After Jill, who wears frilly pink gingham, enormous pendant earrings and an anguished expression, gives her baby Madison away, her life starts to implode. Her husband Nick (Beck Bennett, seen as Putin on SNL) would have preferred that she ask him first before giving their daughter to Lisa, but he's too excited about the excellent quality of their pool water and its new oxygenated filtration system to care. He drinks it straight from the pool, freezes it into ice-lollies and insists on taking his own vast container to a restaurant, a place where waiters spill food and people politely eat it off the floor.

Their son Julian is a bit of a wimp with a tendency to yawn mightily on the soccer field and to cry when a ball hits him. He’s not toilet-trained either, so Jill has to bring baskets of underwear to school for him, leaving them with scary teacher Miss Human (the wonderful D’Arcy Carden, familiar as Janet in The Good Place).

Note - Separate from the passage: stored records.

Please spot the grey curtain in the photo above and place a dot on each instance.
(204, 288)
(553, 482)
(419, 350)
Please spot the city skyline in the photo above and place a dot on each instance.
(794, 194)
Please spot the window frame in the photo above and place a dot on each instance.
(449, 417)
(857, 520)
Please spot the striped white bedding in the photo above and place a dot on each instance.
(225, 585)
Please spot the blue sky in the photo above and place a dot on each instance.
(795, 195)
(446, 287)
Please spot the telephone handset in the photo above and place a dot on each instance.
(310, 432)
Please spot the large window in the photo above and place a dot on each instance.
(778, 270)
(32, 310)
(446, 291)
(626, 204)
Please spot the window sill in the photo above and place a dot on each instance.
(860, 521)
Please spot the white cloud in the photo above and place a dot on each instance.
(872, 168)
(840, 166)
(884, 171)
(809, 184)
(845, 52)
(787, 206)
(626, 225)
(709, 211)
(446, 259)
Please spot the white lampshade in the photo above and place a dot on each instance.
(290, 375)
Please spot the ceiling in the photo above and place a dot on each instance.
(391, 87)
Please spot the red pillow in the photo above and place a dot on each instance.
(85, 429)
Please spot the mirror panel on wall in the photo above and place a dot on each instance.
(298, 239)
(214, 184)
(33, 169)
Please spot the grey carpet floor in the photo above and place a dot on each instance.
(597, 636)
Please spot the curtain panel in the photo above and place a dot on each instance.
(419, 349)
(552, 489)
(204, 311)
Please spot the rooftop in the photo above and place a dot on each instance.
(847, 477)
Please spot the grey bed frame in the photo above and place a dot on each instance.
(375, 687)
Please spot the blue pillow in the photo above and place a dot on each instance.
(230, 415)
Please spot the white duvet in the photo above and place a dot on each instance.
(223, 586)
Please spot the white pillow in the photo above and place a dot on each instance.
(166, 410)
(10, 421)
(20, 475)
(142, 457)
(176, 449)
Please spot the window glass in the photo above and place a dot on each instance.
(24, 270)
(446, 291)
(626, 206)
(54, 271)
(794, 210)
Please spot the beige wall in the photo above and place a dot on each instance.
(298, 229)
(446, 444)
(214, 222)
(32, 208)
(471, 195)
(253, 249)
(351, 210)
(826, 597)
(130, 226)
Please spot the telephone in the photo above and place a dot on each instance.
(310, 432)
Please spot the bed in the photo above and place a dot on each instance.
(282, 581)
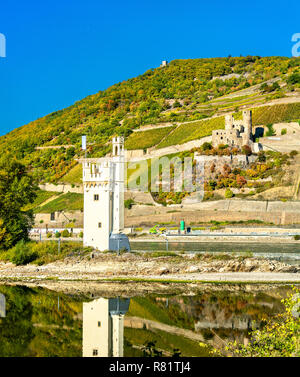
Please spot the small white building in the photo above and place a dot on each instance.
(103, 327)
(2, 306)
(103, 184)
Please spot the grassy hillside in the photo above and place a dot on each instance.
(185, 90)
(148, 138)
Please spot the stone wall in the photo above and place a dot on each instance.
(64, 188)
(61, 219)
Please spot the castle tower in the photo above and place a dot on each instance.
(228, 122)
(103, 327)
(247, 123)
(2, 306)
(118, 184)
(103, 181)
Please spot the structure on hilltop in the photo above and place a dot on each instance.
(164, 63)
(237, 133)
(103, 184)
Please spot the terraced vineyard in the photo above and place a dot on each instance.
(195, 130)
(148, 138)
(192, 131)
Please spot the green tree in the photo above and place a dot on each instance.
(17, 189)
(280, 336)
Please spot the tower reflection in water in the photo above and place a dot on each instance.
(103, 327)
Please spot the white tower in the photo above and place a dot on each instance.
(2, 306)
(103, 327)
(103, 181)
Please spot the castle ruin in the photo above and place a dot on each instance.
(237, 133)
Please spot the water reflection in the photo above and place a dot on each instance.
(103, 327)
(41, 322)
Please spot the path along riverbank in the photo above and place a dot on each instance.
(127, 267)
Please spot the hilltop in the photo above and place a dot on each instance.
(166, 111)
(183, 91)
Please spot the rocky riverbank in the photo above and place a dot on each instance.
(99, 266)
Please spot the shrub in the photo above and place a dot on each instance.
(279, 337)
(22, 254)
(65, 233)
(246, 150)
(228, 193)
(271, 131)
(206, 146)
(128, 203)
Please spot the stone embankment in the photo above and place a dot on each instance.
(97, 266)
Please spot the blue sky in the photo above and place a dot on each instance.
(61, 51)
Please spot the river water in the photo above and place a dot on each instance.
(285, 252)
(41, 322)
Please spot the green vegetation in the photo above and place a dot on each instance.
(41, 197)
(228, 193)
(271, 131)
(191, 131)
(36, 326)
(70, 201)
(148, 138)
(279, 338)
(185, 90)
(128, 203)
(74, 176)
(42, 252)
(17, 190)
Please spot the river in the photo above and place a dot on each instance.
(285, 252)
(41, 322)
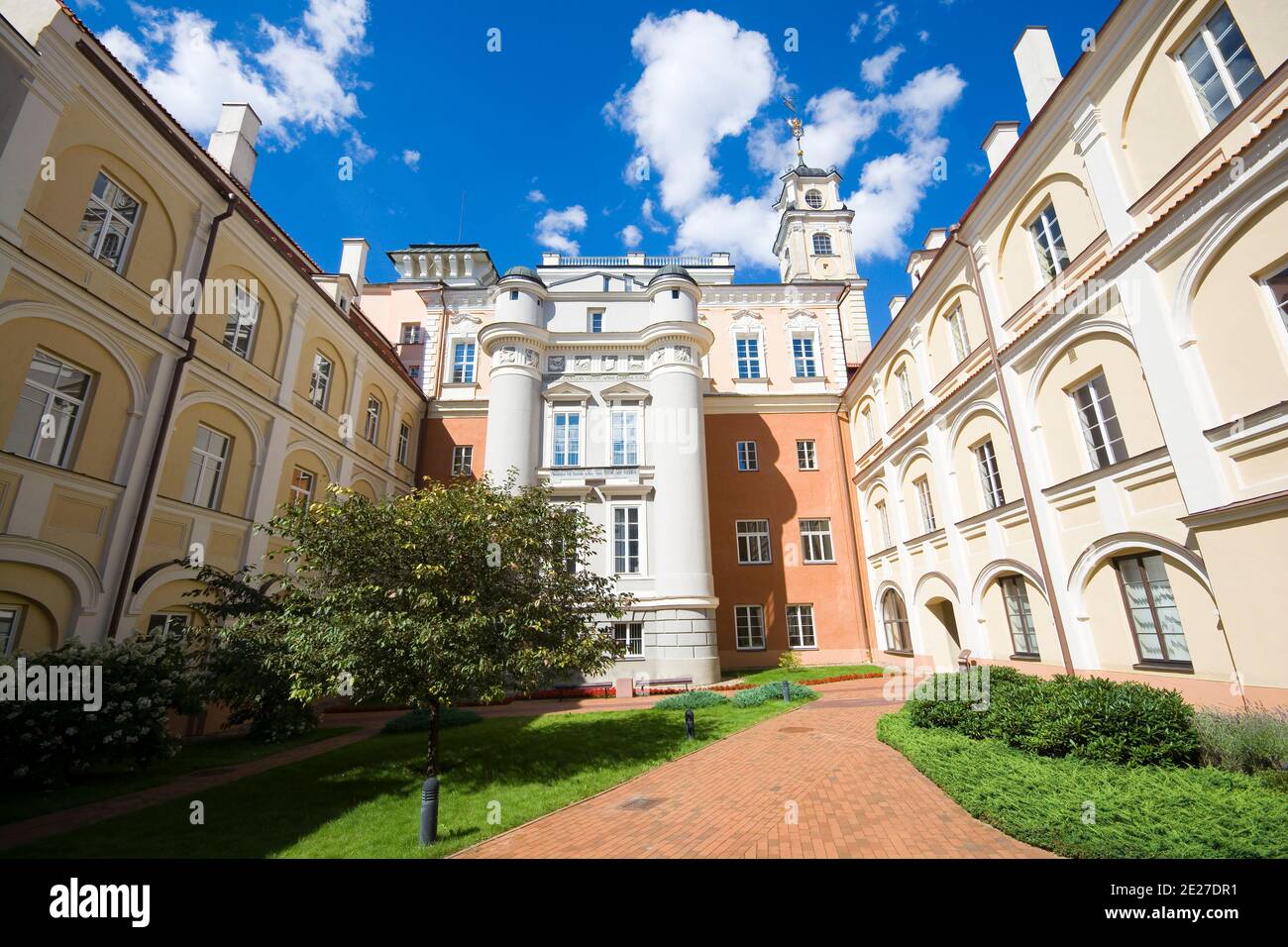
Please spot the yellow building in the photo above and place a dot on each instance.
(174, 368)
(1072, 442)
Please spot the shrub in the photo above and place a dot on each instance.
(1086, 718)
(419, 720)
(1244, 741)
(143, 678)
(694, 699)
(774, 690)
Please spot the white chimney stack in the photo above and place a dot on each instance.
(353, 261)
(233, 141)
(1039, 72)
(1001, 138)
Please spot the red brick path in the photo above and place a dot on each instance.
(851, 795)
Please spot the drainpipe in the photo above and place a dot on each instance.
(123, 589)
(1052, 599)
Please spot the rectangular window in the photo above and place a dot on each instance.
(1050, 243)
(816, 540)
(803, 356)
(1099, 420)
(108, 222)
(626, 540)
(923, 501)
(1220, 65)
(463, 460)
(806, 455)
(750, 628)
(372, 428)
(625, 437)
(240, 329)
(301, 487)
(748, 356)
(567, 440)
(754, 543)
(1019, 616)
(463, 364)
(1151, 608)
(403, 444)
(800, 626)
(961, 343)
(50, 410)
(205, 468)
(990, 476)
(630, 635)
(320, 384)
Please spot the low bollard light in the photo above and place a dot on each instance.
(429, 812)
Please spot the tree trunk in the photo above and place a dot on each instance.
(432, 750)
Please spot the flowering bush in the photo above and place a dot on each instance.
(142, 678)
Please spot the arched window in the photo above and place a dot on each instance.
(894, 616)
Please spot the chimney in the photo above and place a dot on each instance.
(353, 261)
(233, 141)
(1039, 72)
(1001, 138)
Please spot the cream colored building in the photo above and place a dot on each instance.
(1072, 444)
(123, 458)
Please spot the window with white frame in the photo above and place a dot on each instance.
(1220, 65)
(806, 455)
(567, 437)
(625, 429)
(816, 540)
(403, 444)
(754, 543)
(630, 635)
(627, 540)
(1048, 241)
(320, 381)
(748, 628)
(957, 326)
(108, 222)
(463, 460)
(243, 318)
(800, 626)
(990, 476)
(50, 410)
(301, 486)
(748, 356)
(1099, 421)
(463, 364)
(803, 356)
(206, 463)
(925, 504)
(372, 428)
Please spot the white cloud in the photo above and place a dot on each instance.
(704, 78)
(554, 227)
(631, 236)
(876, 68)
(297, 78)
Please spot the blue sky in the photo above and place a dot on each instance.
(550, 134)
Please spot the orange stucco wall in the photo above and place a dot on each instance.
(782, 493)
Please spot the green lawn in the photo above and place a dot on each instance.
(776, 674)
(202, 754)
(362, 800)
(1141, 812)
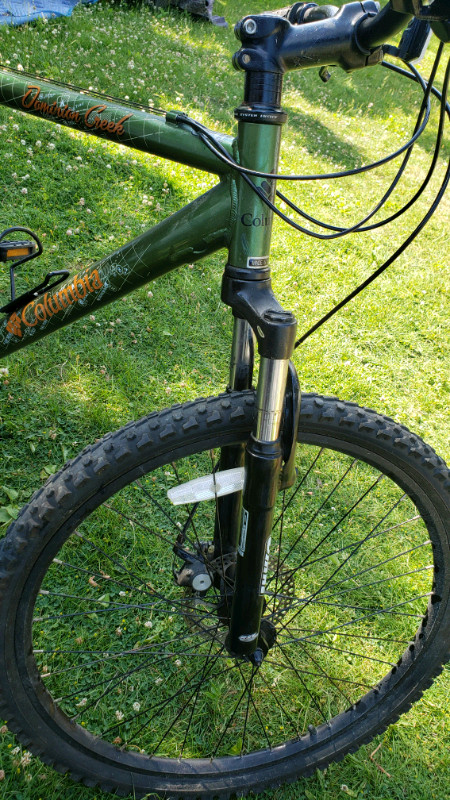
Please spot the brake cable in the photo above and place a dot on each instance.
(215, 147)
(360, 227)
(406, 243)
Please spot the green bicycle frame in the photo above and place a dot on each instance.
(200, 228)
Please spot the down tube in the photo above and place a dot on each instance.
(192, 232)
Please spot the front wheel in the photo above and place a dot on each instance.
(113, 659)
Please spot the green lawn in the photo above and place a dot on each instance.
(387, 350)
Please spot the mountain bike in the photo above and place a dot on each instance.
(239, 590)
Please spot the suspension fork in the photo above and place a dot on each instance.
(247, 519)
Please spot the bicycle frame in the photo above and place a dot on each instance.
(194, 231)
(229, 215)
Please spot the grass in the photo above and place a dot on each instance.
(387, 350)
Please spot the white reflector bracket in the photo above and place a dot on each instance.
(208, 487)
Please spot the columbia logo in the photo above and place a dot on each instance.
(14, 325)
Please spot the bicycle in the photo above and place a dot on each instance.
(234, 624)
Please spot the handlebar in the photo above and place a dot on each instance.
(307, 35)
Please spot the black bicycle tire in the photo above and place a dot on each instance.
(129, 452)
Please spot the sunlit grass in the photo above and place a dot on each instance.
(388, 350)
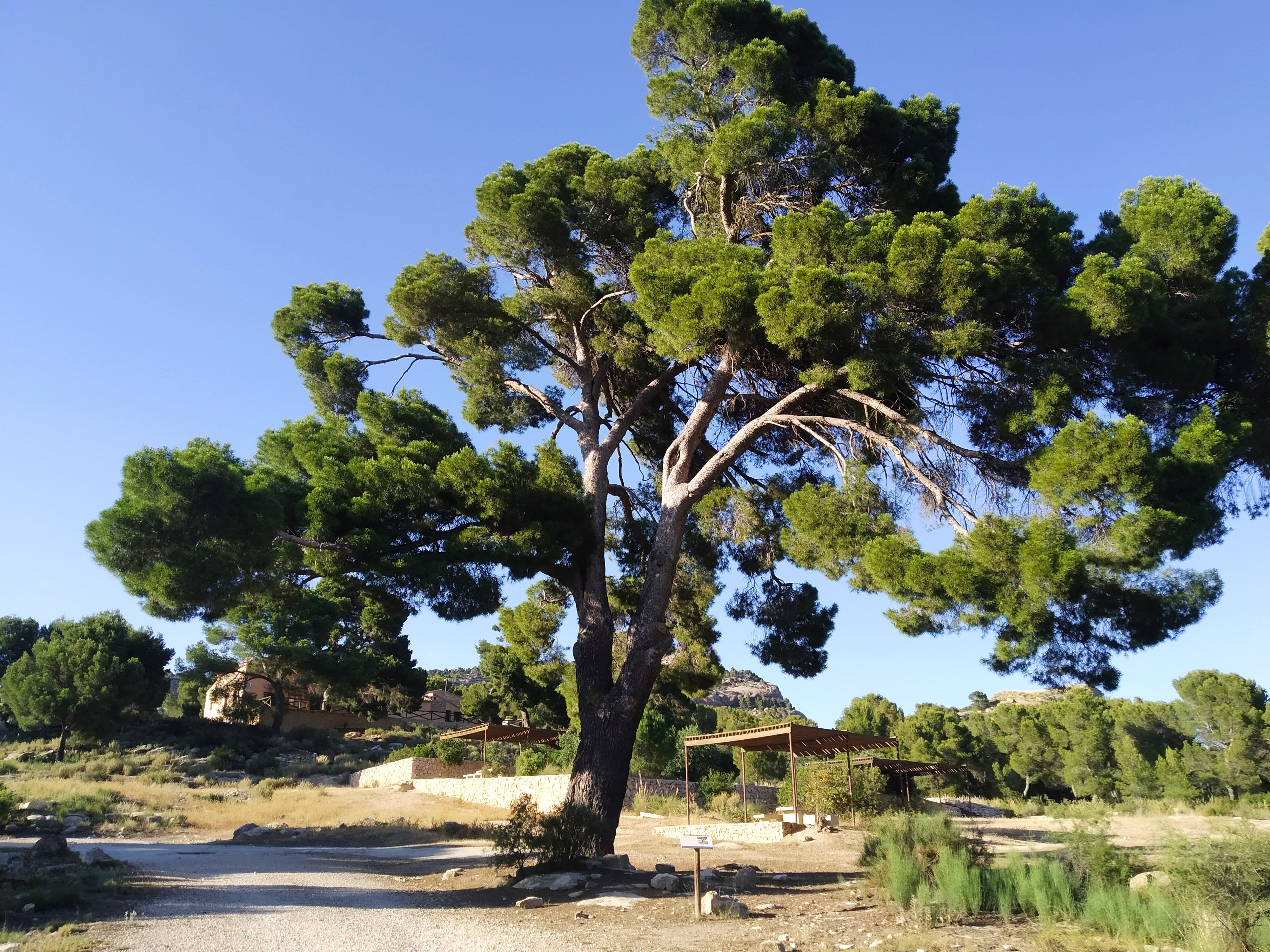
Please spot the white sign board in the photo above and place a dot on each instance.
(697, 842)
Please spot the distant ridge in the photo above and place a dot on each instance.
(742, 689)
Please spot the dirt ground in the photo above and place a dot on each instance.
(812, 893)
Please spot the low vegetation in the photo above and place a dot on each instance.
(1215, 894)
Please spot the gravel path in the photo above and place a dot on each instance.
(305, 898)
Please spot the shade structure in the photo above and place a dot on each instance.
(798, 738)
(794, 739)
(906, 769)
(506, 733)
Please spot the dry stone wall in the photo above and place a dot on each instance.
(548, 791)
(756, 832)
(410, 769)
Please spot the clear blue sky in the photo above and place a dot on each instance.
(170, 171)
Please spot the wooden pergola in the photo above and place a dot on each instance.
(507, 733)
(798, 739)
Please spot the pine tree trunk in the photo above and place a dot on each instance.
(610, 710)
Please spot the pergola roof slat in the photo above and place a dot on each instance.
(801, 738)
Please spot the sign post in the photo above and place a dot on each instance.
(697, 845)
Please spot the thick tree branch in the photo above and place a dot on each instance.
(943, 496)
(679, 455)
(545, 402)
(741, 442)
(638, 407)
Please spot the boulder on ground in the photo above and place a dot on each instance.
(565, 882)
(714, 904)
(50, 845)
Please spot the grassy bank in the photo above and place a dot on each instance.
(1215, 896)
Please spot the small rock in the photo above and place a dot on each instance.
(746, 879)
(670, 883)
(562, 883)
(1151, 878)
(714, 904)
(50, 845)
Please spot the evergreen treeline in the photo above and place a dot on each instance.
(1215, 741)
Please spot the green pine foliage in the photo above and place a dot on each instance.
(1213, 742)
(774, 336)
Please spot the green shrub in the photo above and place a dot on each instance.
(563, 753)
(716, 783)
(558, 837)
(451, 752)
(417, 751)
(829, 789)
(1226, 884)
(530, 764)
(1093, 857)
(159, 776)
(727, 807)
(264, 765)
(225, 758)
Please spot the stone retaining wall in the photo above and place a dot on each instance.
(410, 769)
(756, 832)
(431, 776)
(548, 790)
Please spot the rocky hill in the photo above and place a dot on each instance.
(742, 689)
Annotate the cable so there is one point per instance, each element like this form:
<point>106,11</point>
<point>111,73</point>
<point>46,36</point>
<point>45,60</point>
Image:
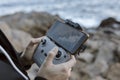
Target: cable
<point>12,63</point>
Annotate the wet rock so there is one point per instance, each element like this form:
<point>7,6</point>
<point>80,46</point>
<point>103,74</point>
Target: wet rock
<point>86,57</point>
<point>35,23</point>
<point>110,23</point>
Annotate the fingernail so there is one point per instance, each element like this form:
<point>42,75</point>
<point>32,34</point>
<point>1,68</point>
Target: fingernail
<point>55,49</point>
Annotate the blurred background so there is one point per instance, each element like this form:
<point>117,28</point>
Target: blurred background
<point>23,19</point>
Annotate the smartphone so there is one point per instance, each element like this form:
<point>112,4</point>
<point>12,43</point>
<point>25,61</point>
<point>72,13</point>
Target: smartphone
<point>67,37</point>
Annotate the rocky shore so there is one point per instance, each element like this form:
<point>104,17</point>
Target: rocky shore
<point>101,59</point>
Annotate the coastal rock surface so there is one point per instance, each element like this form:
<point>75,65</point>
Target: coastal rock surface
<point>101,59</point>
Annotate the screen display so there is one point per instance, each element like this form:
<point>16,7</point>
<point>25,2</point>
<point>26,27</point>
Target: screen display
<point>66,36</point>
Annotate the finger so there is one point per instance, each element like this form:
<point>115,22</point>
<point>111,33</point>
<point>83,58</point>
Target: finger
<point>70,63</point>
<point>51,55</point>
<point>33,42</point>
<point>36,40</point>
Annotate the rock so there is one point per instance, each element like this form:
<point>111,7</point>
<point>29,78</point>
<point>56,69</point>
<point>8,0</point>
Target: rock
<point>110,23</point>
<point>86,56</point>
<point>114,72</point>
<point>96,69</point>
<point>6,30</point>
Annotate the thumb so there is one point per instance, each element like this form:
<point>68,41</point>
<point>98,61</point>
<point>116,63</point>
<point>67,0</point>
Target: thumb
<point>51,55</point>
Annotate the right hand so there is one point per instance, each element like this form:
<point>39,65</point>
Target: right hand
<point>51,71</point>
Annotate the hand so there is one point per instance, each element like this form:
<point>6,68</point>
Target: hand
<point>51,71</point>
<point>28,53</point>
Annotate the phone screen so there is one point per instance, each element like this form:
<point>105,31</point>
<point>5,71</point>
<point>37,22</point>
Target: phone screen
<point>66,36</point>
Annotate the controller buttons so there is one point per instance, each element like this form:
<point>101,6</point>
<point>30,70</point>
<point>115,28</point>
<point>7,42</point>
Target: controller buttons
<point>45,54</point>
<point>42,51</point>
<point>59,55</point>
<point>65,56</point>
<point>43,41</point>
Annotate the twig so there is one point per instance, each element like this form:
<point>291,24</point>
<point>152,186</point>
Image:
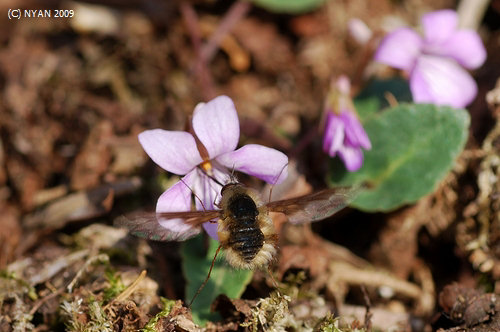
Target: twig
<point>471,12</point>
<point>39,303</point>
<point>368,314</point>
<point>237,11</point>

Miss Human likes leading the kids in a rousing singalong about her mother, who shot her brother, sister and father, and gets them to fill in worksheets about how they imagine their family members will die. Nothing fazes her, not even the new version of Julian. “He’s a dog now,” explains Jill. “Well, he’s tardy,” retorts Miss Human. Julian sits nicely at his desk, wearing his school uniform with his tongue lolling out.

greenerAs well as Jill’s baby, Lisa and her husband Dennis (Neil Casey, another SNL alumnus, also in Big Mouth, Silicon Valley and Ghostbusters 3, pictured above left) have a son, Bob (Asher Miles Fallica, seen in Tully and Ozark), who’s better behaved than Julian until Dennis falls asleep and lets him watch a TV show called “Kids with Knives” (perhaps not the best joke). This has an instant effect on Bob who starts cursing and yelling, “I wish I was aborted,” in an Exorcist-type voice. But his parents are fatalistic and passive. “He doesn’t smile any more, he’s bad now,” they tell the photographer who’s taking a family photo in honour of another new baby. Lisa has given birth to a soccer ball. They call it Twilson.

Greener Grass is all about competitiveness, taken to surreal heights. If your kid doesn’t test into Rocket Math, you’re done for. The taco dip you've brought is only five layers, not seven? Leave it on the floor. A TV ad for baby food “made without the violent presence of knives or blades” shows a mother chewing up sweet potato and spitting it into a jar, “because machinery is not a mother”. And as for divorce, you need everyone to know about it, because no one wants to be invisible.

There’s a comment on social media lurking within: everything is on the surface, commoditised, interchangeable – especially houses and spouses - and meaningless. Jill is the only one showing any semblance of emotional pain (apart from a yoga-teacher killer called Little Helen played by Dot Marie Jones), and when her life collapses, she does try to escape – unsuccessfully, but never mind. Greener Grass is full of dark, delicious weirdness. Don’t look too hard for deeper meaning.